Moore's new teammates, particularly the veterans, have tried to accelerate his growth. Center Duke Clemens, a fifth-year senior, told Moore to calm down and breathe during spring practice when the young quarterback appeared to be on the verge of hyperventilating.
"I could just see it in his eyes, like, oh, he's kind of getting to that point," Clemens said Friday, "so just kind of wanted to calm him down, just settle back in and lock in and refocus."

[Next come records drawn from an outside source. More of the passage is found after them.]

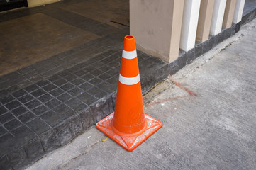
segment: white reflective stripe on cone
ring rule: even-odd
[[[140,74],[133,77],[125,77],[119,74],[119,82],[126,85],[133,85],[140,82]]]
[[[123,50],[122,57],[126,59],[134,59],[137,57],[137,51],[135,50],[134,51],[128,52]]]

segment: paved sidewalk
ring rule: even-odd
[[[94,127],[26,169],[254,170],[255,33],[256,19],[144,96],[164,126],[133,152]]]
[[[255,4],[246,0],[240,23],[170,64],[138,51],[143,94],[239,31]],[[0,13],[0,169],[34,162],[113,112],[128,8],[126,0],[63,0]]]

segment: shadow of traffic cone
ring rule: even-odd
[[[124,38],[114,113],[96,127],[127,151],[133,151],[162,126],[144,113],[134,37]]]

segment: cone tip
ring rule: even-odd
[[[130,35],[128,35],[125,36],[124,38],[125,38],[126,40],[130,40],[134,39],[134,36]]]

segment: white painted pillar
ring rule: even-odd
[[[235,14],[234,18],[233,19],[233,22],[234,23],[238,23],[242,20],[242,15],[243,8],[245,6],[245,0],[237,0],[235,9]]]
[[[201,0],[185,0],[179,47],[187,52],[194,47]]]
[[[221,32],[226,2],[227,0],[215,0],[210,30],[211,35],[216,35]]]

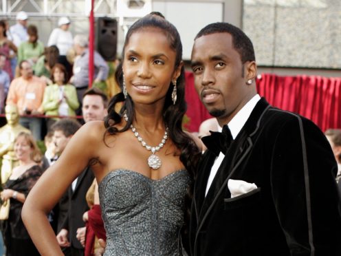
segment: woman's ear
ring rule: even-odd
[[[181,61],[179,65],[174,70],[174,74],[172,77],[172,83],[176,82],[179,76],[180,76],[181,70],[184,66],[184,61]]]

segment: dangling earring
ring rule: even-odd
[[[173,82],[173,84],[174,87],[173,87],[172,92],[172,100],[173,105],[175,105],[175,103],[177,102],[177,82]]]
[[[124,75],[123,74],[123,95],[124,95],[124,98],[126,98],[126,96],[128,96],[128,92],[126,91],[126,82],[124,81]]]

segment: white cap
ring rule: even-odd
[[[28,14],[24,11],[19,12],[16,14],[16,20],[25,21],[28,19]]]
[[[61,26],[62,25],[65,24],[69,24],[70,23],[70,20],[67,17],[60,17],[59,18],[59,20],[58,21],[58,25]]]

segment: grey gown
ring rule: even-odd
[[[98,186],[104,255],[187,255],[180,229],[190,182],[186,170],[158,180],[126,169],[105,176]]]

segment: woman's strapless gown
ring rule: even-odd
[[[190,182],[186,170],[157,180],[125,169],[105,176],[98,186],[104,255],[186,255],[180,229]]]

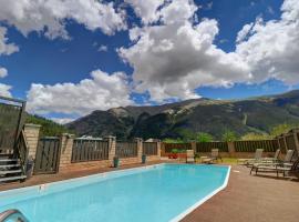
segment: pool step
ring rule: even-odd
[[[0,178],[0,183],[9,182],[9,181],[17,181],[17,180],[24,180],[24,179],[25,179],[25,175]]]

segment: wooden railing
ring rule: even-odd
[[[138,155],[137,142],[116,142],[115,155],[118,158],[135,158]]]
[[[25,165],[28,160],[29,147],[25,140],[24,131],[22,130],[16,145],[17,158],[20,159],[22,173],[25,174]]]
[[[181,150],[190,150],[192,144],[190,143],[164,143],[165,153],[171,153],[172,150],[176,149],[178,151]]]
[[[109,159],[109,141],[97,139],[75,139],[71,162],[86,162]]]
[[[275,152],[279,148],[277,140],[235,141],[234,145],[236,152],[256,152],[257,149]]]
[[[210,152],[212,149],[219,149],[220,152],[228,152],[227,142],[197,142],[196,152]]]
[[[156,142],[144,142],[143,154],[145,155],[157,155],[157,143]]]

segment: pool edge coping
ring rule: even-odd
[[[203,198],[199,201],[197,201],[196,203],[194,203],[192,206],[189,206],[188,209],[186,209],[185,211],[183,211],[182,213],[179,213],[175,218],[171,219],[169,222],[179,222],[185,216],[187,216],[189,213],[192,213],[195,209],[197,209],[198,206],[204,204],[206,201],[212,199],[214,195],[219,193],[221,190],[224,190],[228,184],[231,165],[227,165],[227,168],[228,168],[228,170],[227,170],[226,178],[225,178],[225,181],[224,181],[223,185],[220,185],[219,188],[217,188],[216,190],[210,192],[208,195],[206,195],[205,198]]]

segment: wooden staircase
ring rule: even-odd
[[[19,159],[13,159],[11,155],[0,155],[0,184],[23,181],[25,178]]]

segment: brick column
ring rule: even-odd
[[[194,153],[196,153],[196,141],[192,141],[190,144]]]
[[[293,141],[295,141],[295,144],[296,144],[295,158],[299,157],[299,140],[298,140],[298,137],[297,137],[298,132],[299,132],[298,130],[292,130]]]
[[[236,157],[235,143],[234,142],[227,142],[227,147],[228,147],[229,158],[235,158]]]
[[[142,138],[135,138],[135,141],[137,142],[137,158],[138,158],[138,161],[142,161],[143,139]]]
[[[41,125],[38,124],[25,124],[24,137],[29,147],[28,157],[35,159],[37,149],[39,144]]]
[[[113,158],[115,157],[116,152],[116,137],[109,135],[105,138],[109,141],[109,161],[111,165],[113,165]]]
[[[63,133],[60,138],[60,164],[59,170],[69,167],[71,164],[72,160],[72,149],[73,149],[73,142],[74,142],[74,135]]]

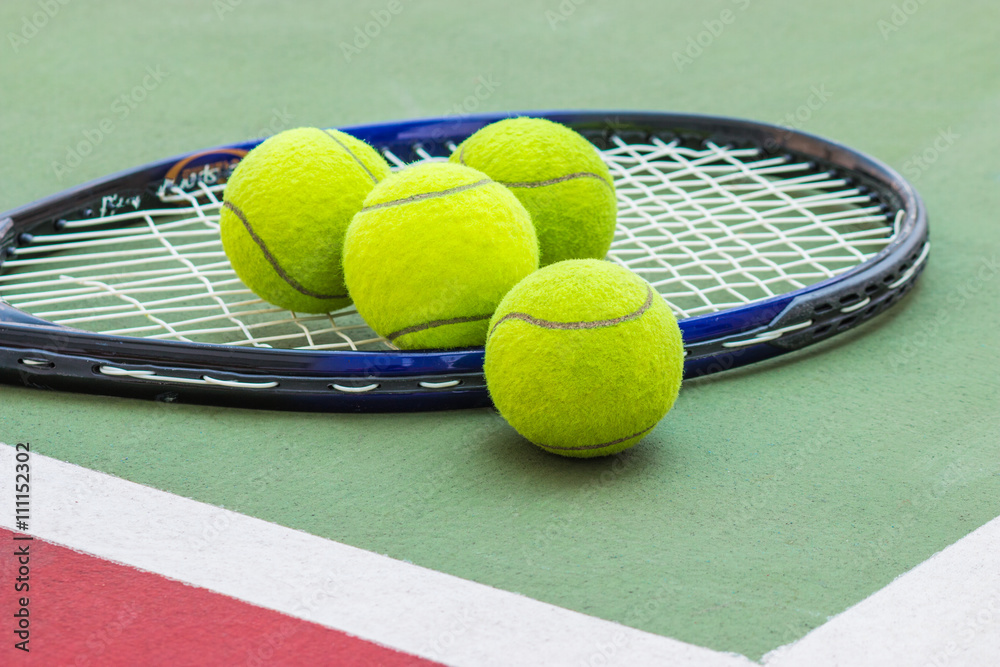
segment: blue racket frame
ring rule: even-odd
[[[446,155],[449,142],[520,115],[563,123],[602,147],[612,134],[655,135],[791,154],[850,178],[869,190],[888,215],[897,216],[892,242],[850,271],[795,292],[682,320],[687,378],[756,363],[857,326],[897,302],[925,265],[927,215],[912,186],[871,157],[788,128],[690,114],[527,111],[341,129],[413,161],[419,159],[418,148]],[[178,165],[193,170],[232,161],[234,153],[249,151],[260,141],[162,160],[9,211],[0,215],[0,247],[6,256],[7,249],[30,243],[32,234],[58,233],[61,220],[91,217],[99,202],[107,206],[108,196],[118,195],[115,201],[138,196],[140,208],[162,208],[156,193]],[[462,408],[490,404],[483,354],[482,348],[272,350],[108,336],[54,325],[0,302],[0,378],[42,388],[316,411]],[[109,368],[132,374],[109,374]]]

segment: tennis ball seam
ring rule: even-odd
[[[656,424],[659,423],[660,423],[659,421],[656,422]],[[618,438],[617,440],[612,440],[611,442],[602,442],[599,445],[581,445],[579,447],[557,447],[554,445],[539,444],[538,446],[542,447],[543,449],[552,449],[560,452],[584,452],[587,451],[588,449],[603,449],[605,447],[613,447],[618,443],[625,442],[626,440],[631,440],[632,438],[638,438],[640,435],[645,435],[646,433],[649,433],[654,428],[656,428],[656,424],[653,424],[652,426],[647,426],[641,431],[633,433],[632,435],[627,435],[624,438]]]
[[[253,225],[251,225],[250,221],[247,220],[246,214],[244,214],[243,211],[241,211],[232,202],[228,202],[228,201],[227,202],[223,202],[222,205],[225,208],[228,208],[230,211],[232,211],[233,215],[235,215],[237,218],[239,218],[240,222],[243,223],[243,227],[247,230],[247,234],[250,235],[250,238],[253,239],[253,242],[257,244],[258,248],[260,248],[261,253],[263,253],[263,255],[264,255],[264,259],[266,259],[267,262],[271,265],[271,268],[274,269],[274,272],[278,274],[278,277],[280,277],[282,280],[284,280],[286,283],[288,283],[289,287],[291,287],[292,289],[294,289],[296,292],[299,292],[300,294],[304,294],[306,296],[311,296],[314,299],[345,299],[345,298],[347,298],[346,294],[321,294],[319,292],[314,292],[313,290],[309,289],[305,285],[302,285],[299,281],[295,280],[295,278],[292,278],[285,271],[285,269],[281,266],[281,264],[278,263],[277,258],[274,255],[271,254],[271,251],[267,247],[267,244],[264,243],[264,239],[262,239],[260,236],[258,236],[257,232],[254,231]]]
[[[354,159],[354,161],[358,163],[358,166],[360,166],[362,169],[365,170],[365,173],[368,174],[368,177],[372,179],[372,183],[375,183],[376,185],[378,184],[378,179],[375,178],[375,174],[373,174],[371,169],[368,168],[368,165],[366,165],[364,162],[361,161],[361,158],[359,158],[357,155],[354,154],[354,151],[348,148],[347,144],[338,139],[330,130],[323,130],[323,134],[325,134],[326,136],[330,137],[335,142],[337,142],[337,145],[340,146],[342,149],[344,149],[344,152],[350,155]]]
[[[472,190],[473,188],[489,185],[490,183],[493,182],[494,181],[492,181],[489,178],[484,178],[483,180],[476,181],[475,183],[456,185],[455,187],[448,188],[447,190],[437,190],[435,192],[421,192],[419,194],[410,195],[409,197],[403,197],[402,199],[393,199],[391,201],[380,202],[378,204],[371,204],[361,209],[361,212],[367,213],[368,211],[374,211],[380,208],[388,208],[390,206],[402,206],[403,204],[410,204],[415,201],[423,201],[425,199],[436,199],[438,197],[447,197],[448,195],[453,195],[459,192],[465,192],[466,190]]]
[[[468,164],[465,163],[465,146],[462,146],[462,149],[458,152],[458,161],[466,167],[469,166]],[[606,187],[611,188],[612,191],[614,191],[614,187],[610,183],[608,183],[608,181],[603,176],[601,176],[600,174],[595,174],[592,171],[577,171],[572,174],[566,174],[565,176],[550,178],[546,181],[523,181],[523,182],[497,181],[497,183],[506,186],[508,188],[541,188],[545,187],[546,185],[555,185],[557,183],[563,183],[565,181],[572,181],[577,178],[596,178]]]
[[[650,287],[649,285],[646,285],[646,302],[643,303],[638,310],[635,310],[627,315],[622,315],[621,317],[615,317],[610,320],[596,320],[591,322],[584,322],[584,321],[553,322],[550,320],[543,320],[537,317],[532,317],[528,313],[513,312],[513,313],[507,313],[499,320],[497,320],[496,324],[493,325],[493,328],[490,329],[490,335],[492,336],[493,332],[497,330],[497,327],[499,327],[507,320],[521,320],[523,322],[527,322],[528,324],[534,325],[536,327],[541,327],[543,329],[600,329],[603,327],[614,326],[616,324],[622,324],[624,322],[629,322],[631,320],[639,318],[642,316],[643,313],[649,310],[650,306],[652,305],[653,305],[653,288]]]
[[[489,315],[470,315],[468,317],[455,317],[450,320],[431,320],[430,322],[424,322],[423,324],[414,324],[413,326],[406,327],[405,329],[394,331],[393,333],[386,336],[386,340],[392,342],[393,340],[399,338],[400,336],[405,336],[411,333],[417,333],[418,331],[425,331],[427,329],[433,329],[435,327],[443,327],[449,324],[465,324],[468,322],[481,322],[483,320],[488,320],[491,317],[493,317],[493,313],[490,313]]]

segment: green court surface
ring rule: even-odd
[[[487,409],[290,413],[13,386],[0,440],[753,659],[1000,515],[1000,7],[398,2],[51,3],[20,40],[8,33],[39,5],[4,2],[0,209],[299,125],[690,111],[789,123],[897,168],[930,212],[927,270],[857,331],[688,383],[616,458],[544,454]],[[377,37],[342,45],[388,4],[401,9]],[[122,106],[136,86],[144,99]]]

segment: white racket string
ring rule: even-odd
[[[453,148],[453,147],[452,147]],[[711,142],[612,137],[618,192],[608,259],[641,275],[679,318],[718,312],[836,276],[895,234],[892,216],[836,174],[788,156]],[[420,161],[442,160],[418,148]],[[392,153],[395,168],[405,162]],[[309,350],[394,349],[353,308],[271,306],[237,278],[219,239],[224,185],[161,194],[162,205],[67,220],[11,251],[0,296],[57,324],[105,334]]]

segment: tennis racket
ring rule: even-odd
[[[343,128],[402,167],[479,128],[544,117],[601,151],[618,192],[608,260],[680,321],[685,376],[755,363],[885,312],[929,250],[914,189],[794,130],[710,116],[528,112]],[[0,215],[0,377],[244,407],[423,410],[489,404],[482,348],[399,351],[353,309],[284,311],[219,239],[226,179],[259,142],[147,165]]]

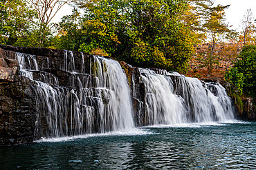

Should Moore win the job, he would become UCLA's first true freshman quarterback to start an opener since Josh Rosen in 2015. Rosen matched his hype while leading to the Bruins to a 4-0 start before his career took a steep nosedive. The Bruins finished that season 8-5 in what would go down as the high point of Rosen's injury-marred career.
Three years later, Thompson-Robinson became the starter in his second game after Speight went down with a back injury in the second quarter of the opener.
Anyone who has watched Kelly closely knows he's not afraid of a youth movement. In 2012, during his final season at Oregon, Kelly picked redshirt freshman Marcus Mariota over sophomore Bryan Bennett in a mild upset. It worked out for the Ducks, who went 12-1 and beat Kansas State in the Fiesta Bowl. Two years later, Mariota won the Heisman Trophy.
Kelly also has resisted the lure of shiny new toys. As a rookie NFL coach in 2013, he went with veteran Michael Vick over the much younger Nick Foles and rookie Matt Barkley. After his return to college, Kelly steadfastly stuck with Thompson-Robinson whenever the quarterback's performance dipped during the 2019 and 2020 seasons.
Garbers would be the safe pick. Having spent the last two seasons as Thompson-Robinson's backup after transferring from Washington, he's a known quantity who some would describe as steady but unspectacular. He's completed 64.8% of his passes but logged as many interceptions (four) as touchdowns while losing his only start, against Utah in 2021, and failing to complete comebacks against Oregon and Pittsburgh.
The wild cards in the competition are redshirt freshman Justyn Martin and redshirt seniors Chase Griffin and Collin Schlee. Martin has continued a steady progression up the depth chart but remains a long shot to overtake Garbers or Moore. Griffin hasn't played meaningful minutes since 2020 and seems destined to make his biggest impact in the NIL sphere. Schlee is a heralded transfer from Kent State who compiled decent numbers last season but was yanked from the last two games in favor of freshmen.
After backing out of a commitment to Oregon, Moore said the biggest reason he flipped to UCLA was Kelly, citing the coach's NFL experience, offensive smarts and development of quarterbacks. Now it's up to Kelly to see if he will double down on that belief or risk having the Dante Moore era end before it begins.